By Simran Kalkat, The California Aggie 

"Two Category 5 storms, Hurricanes Irma and Maria, made landfall on Puerto Rico in Sept. 2017—only two weeks apart. These storms caused massive property damage and killed nearly 3,000 on the island, which prompted over 120,000 Puerto Ricans to migrate to the mainland U.S., with most settling in Orlando, Fla. A study from UC Davis economists Giovanni Peri, Justin Wiltshire and Derek Rury examines the effects of a sudden inflow of Puerto Rican migrants on the labor market in Orlando. 

Puerto Rican migration to the mainland U.S. had been low during the first half of the 20th century, but began to rise during the later half, forming communities in New York City, Philadelphia, Chicago and parts of Florida. The migrants who arrive in the U.S. are American citizens, so they have immediate access to the labor market and also arrive with fairly similar levels of education as the mainland U.S. workers. 

Following Hurricanes Irma and Maria, the relocation of Puerto Rican migrants to the mainland presented a unique case study, mainly because their departure was due to an unexpected event and had little to do with the conditions in the local economy. Wiltshire, a Ph.D. candidate in economics and co-author of the study, explains how this sudden addition to the labor force, or “supply shock,” could be used to research the impacts of immigration in a new light, such as focusing on the demand-side of immigration. 

“It’s important to remember that, even in the period just after they arrive, migrants buy things like clothes and gas and meals at restaurants—especially if they’re working and have income,” Wiltshire said. “That’s how we understand how economies work: people go to work to earn money so they can buy things, and this creates job opportunities at the businesses where they buy those things, which in turn might affect similar workers at other local businesses.”

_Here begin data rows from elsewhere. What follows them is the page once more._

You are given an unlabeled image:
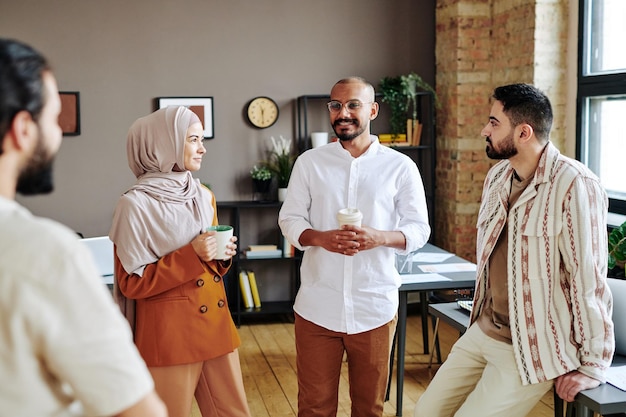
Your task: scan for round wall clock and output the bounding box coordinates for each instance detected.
[246,96,278,129]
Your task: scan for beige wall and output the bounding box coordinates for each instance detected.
[0,0,435,236]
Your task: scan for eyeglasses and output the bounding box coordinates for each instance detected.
[326,100,373,113]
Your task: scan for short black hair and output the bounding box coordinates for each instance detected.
[493,83,553,143]
[0,38,50,153]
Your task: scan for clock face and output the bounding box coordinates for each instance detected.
[248,97,278,129]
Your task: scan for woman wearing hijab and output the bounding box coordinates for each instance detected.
[110,107,250,417]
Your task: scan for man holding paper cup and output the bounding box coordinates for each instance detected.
[279,77,430,417]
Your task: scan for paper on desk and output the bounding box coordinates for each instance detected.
[419,262,476,273]
[400,274,450,284]
[606,365,626,391]
[412,252,454,263]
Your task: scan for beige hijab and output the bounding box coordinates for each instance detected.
[109,106,214,276]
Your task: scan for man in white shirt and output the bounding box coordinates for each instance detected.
[0,39,167,417]
[279,77,430,417]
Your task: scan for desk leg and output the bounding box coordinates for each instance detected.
[420,291,428,355]
[396,291,408,416]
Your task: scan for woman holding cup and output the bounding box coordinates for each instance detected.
[110,107,250,417]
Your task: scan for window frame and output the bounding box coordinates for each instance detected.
[576,0,626,214]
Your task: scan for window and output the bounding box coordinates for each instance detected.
[576,0,626,214]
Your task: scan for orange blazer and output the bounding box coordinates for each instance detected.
[115,243,241,366]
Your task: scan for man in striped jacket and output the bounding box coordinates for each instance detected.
[415,84,614,417]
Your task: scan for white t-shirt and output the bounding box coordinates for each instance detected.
[0,197,154,417]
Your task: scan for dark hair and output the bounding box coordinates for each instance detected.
[0,38,50,153]
[493,84,553,142]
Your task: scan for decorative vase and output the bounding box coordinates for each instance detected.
[278,188,287,201]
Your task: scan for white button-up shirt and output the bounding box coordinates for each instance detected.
[279,136,430,334]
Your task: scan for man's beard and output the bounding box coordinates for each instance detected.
[16,136,54,195]
[485,131,517,159]
[333,119,365,141]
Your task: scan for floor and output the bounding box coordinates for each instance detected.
[191,312,554,417]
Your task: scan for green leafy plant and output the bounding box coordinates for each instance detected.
[250,164,273,181]
[608,222,626,273]
[265,135,295,188]
[379,72,439,136]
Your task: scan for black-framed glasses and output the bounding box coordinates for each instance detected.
[326,100,373,113]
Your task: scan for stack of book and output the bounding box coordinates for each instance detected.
[239,270,261,308]
[245,245,283,259]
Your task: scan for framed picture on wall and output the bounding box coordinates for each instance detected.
[59,91,80,136]
[156,97,214,139]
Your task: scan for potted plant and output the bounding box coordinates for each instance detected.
[265,135,295,201]
[608,222,626,279]
[250,164,273,200]
[380,72,439,145]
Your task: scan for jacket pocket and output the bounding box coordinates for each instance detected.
[522,213,562,239]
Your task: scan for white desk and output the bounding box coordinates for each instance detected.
[390,243,476,416]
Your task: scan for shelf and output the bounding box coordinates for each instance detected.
[217,200,302,327]
[239,301,293,316]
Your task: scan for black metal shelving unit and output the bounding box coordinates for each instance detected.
[217,201,302,327]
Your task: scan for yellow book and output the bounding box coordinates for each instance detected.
[248,245,277,252]
[239,271,254,308]
[248,271,261,308]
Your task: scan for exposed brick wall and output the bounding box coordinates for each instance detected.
[434,0,568,261]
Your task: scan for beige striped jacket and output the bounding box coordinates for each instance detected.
[472,143,614,384]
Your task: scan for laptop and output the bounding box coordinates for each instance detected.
[81,236,114,285]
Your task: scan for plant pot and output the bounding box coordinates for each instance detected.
[252,179,272,201]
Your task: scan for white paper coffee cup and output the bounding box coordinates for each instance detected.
[337,208,363,227]
[311,132,328,148]
[207,224,233,261]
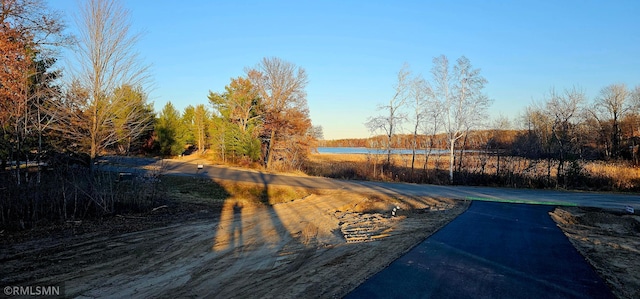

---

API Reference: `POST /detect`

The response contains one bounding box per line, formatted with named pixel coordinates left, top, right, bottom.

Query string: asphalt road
left=346, top=202, right=613, bottom=298
left=102, top=158, right=628, bottom=298
left=127, top=157, right=640, bottom=213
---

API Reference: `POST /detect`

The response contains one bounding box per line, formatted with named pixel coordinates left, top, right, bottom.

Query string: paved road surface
left=346, top=202, right=613, bottom=298
left=115, top=158, right=640, bottom=211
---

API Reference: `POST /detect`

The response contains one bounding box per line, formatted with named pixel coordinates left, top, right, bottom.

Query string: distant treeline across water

The researchers used data from the U.S. Census Bureau, specifically the Quarterly Census of Employment and Wages (QCEW) and Quarterly Workforce Indicators (QWI), which provide coverage and breakdown of employment and earnings. They found that with the arrival of immigrants in Orlando, employment increased, especially in the construction and retail sector, and that there were positive labor market effects in the aggregate for non-Hispanic and less-educated workers."